No Disrespect, But Everything You Just Said Is Monstrously Wrong and You Shame Your Family With Your Ignorance

In response to New ‘Man of Steel’ trailer:

Why do Marvel movies do well while every DC movie, except for the Batman series, bombs?  Actually, let’s be more specific — why do the Marvel-produced Marvel films work pretty well where the DC movies and the non-Marvel-produced Marvel movies (like the latest disaster, the Amazing Spider-Man) bomb?

There are a lot of reasons — the DC movies have been crap generally — but one difference is that the Marvel-produced Marvel movies don’t run away from the source material.  They change it here and there, but they include some of the dumb bits from the comics (like Tony Stark’s electromagnetic-shrapnel repelling thingy) and Loki’s Ginormous Helmet Horns.

Everytime I see a non-Marvel-produced superhero movie, they’re far more interested in “shaking things up” and “giving us a new spin on the character” and running away from the core intellectual property itself than actually exploiting that property.

Superman is not a dark and broody hero. He’s just not.  But the Snyder film makes him that.  Apparently there are now dark mountains looming over the cornfields of Smallville, Kansas, too.

And I hate to be so… geeky on this point, but what’s with the costume?  What’s with this weird biomech look to it?  They did the same sort of thing with Green Lantern, and it looked stupid.

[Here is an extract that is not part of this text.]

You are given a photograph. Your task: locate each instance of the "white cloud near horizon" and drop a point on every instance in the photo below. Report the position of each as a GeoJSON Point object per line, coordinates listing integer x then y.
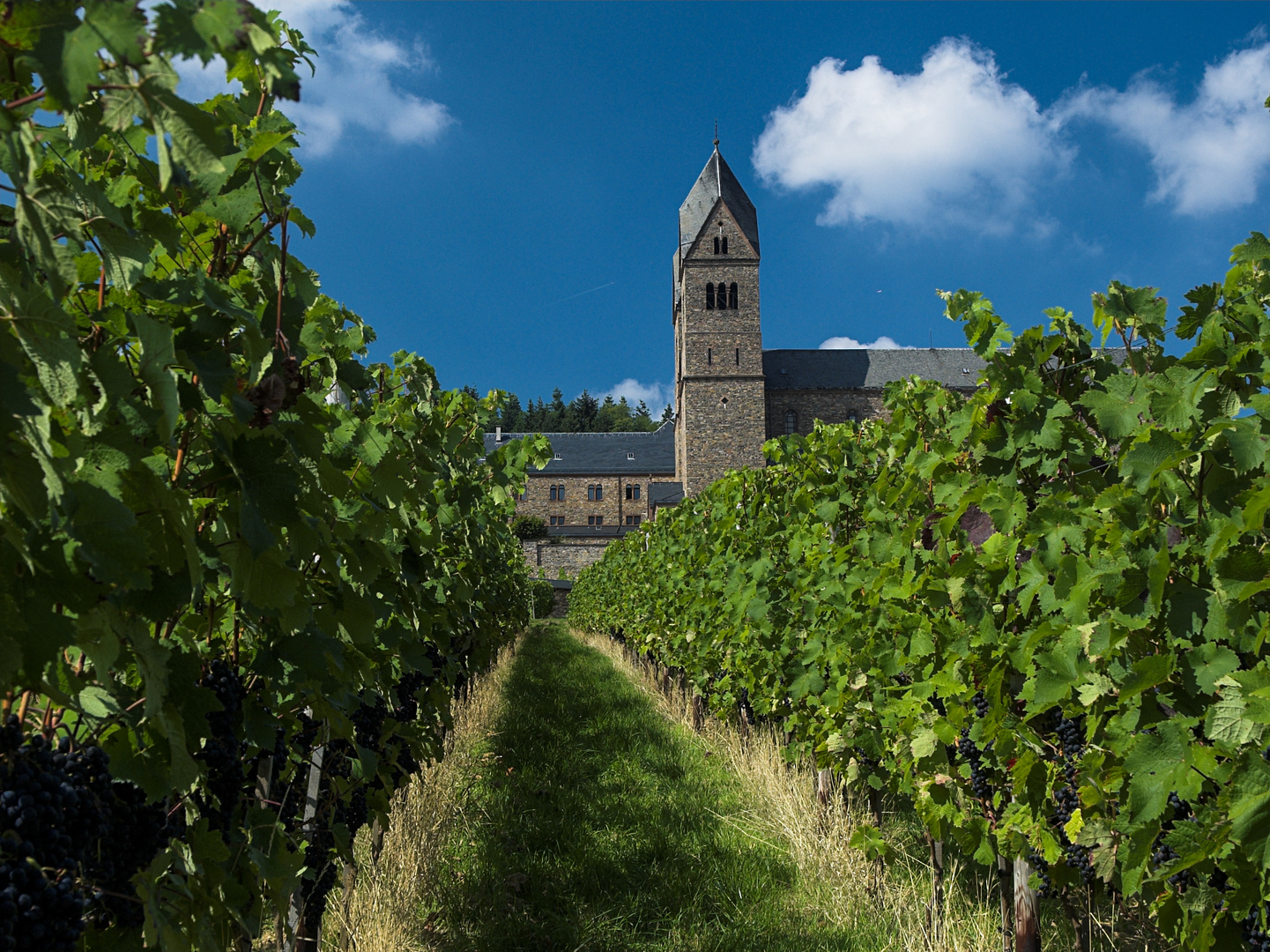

I know the Donner film made the S-shield the symbol of the House of El, of course. And I thought that was just brilliant.  But now it specifically means “Hope”?  It bothers me on a lot of levels (Why not call him Doctor Hopeallus then?) but it’s a case of trying to put your intended subtext front and center in the text itself. 

Were they afraid if they didn’t make Superman explicitly the Bearer of the Sign of Hope we wouldn’t understand that there was some Hope involved in this fantasy?

In addition, Superman has always been… well, he resembles God in many ways.  And you have to be careful about just how far you want to push on that string, just how explicit you want to make that connection.  Frank Miller suggested the idea of Superman as God in his Dark Knight returns books without having to stoop to actually having to use those words.  He got his point across through visual metaphor.  But in this trailer, we have Jor-El explicitly note that Kal-El will be like a god to the earthlings, and that he is specifically a bearer of Hope from the Heavens.

But this “let’s shake things up” thing annoys me.  I think if I want to see a Spiderman movie, I want to actually see Spiderman, and not whatever last year’s disaster was.  Same with Superman.  

I notice this tendency in movies a lot.  For example, there’s a clip on the internet right now, I think taken from the Batman & Robin bonus materials (as if that cinematic masterpiece wasn’t bonus enough), of the cast and crew of that horrible film apologizing and trying to explain What Went So Monstrously Wrong.  But the main takeaway (this is my gloss) is that they were trying to make a Batman movie for people who don’t like Batman movies.  They filled it with kid-type gags and imagery for kids who wanted to see a cartoon; dumb self-spoofing humor for chicks who got dragged to the film by their geek boyfriends and who would appreciate seeing the movie acknowledge how preposterous it all is; an epileptic barrage of flashing lights and spastic cameras for anyone who was bored by the idea of Batman but who could be distracted by Bright Shiny Objects.

I don’t understand this impulse: Why do filmmakers make a movie for people who don’t actually want to see the movie and who probably aren’t even in the theater?  Shouldn’t their first priority be to satisfy the people who actually want to see the movie?

I think that’s my problem with the Superman movie– it’s like a Superman movie made for people who don’t like Superman and who think he’s a bit of joke. I suppose this treatment — making a non-Superman movie of a Superman movie– might actually satisfy people who don’t really want to see a Superman movie.

But what about guys like me who sort of like Superman?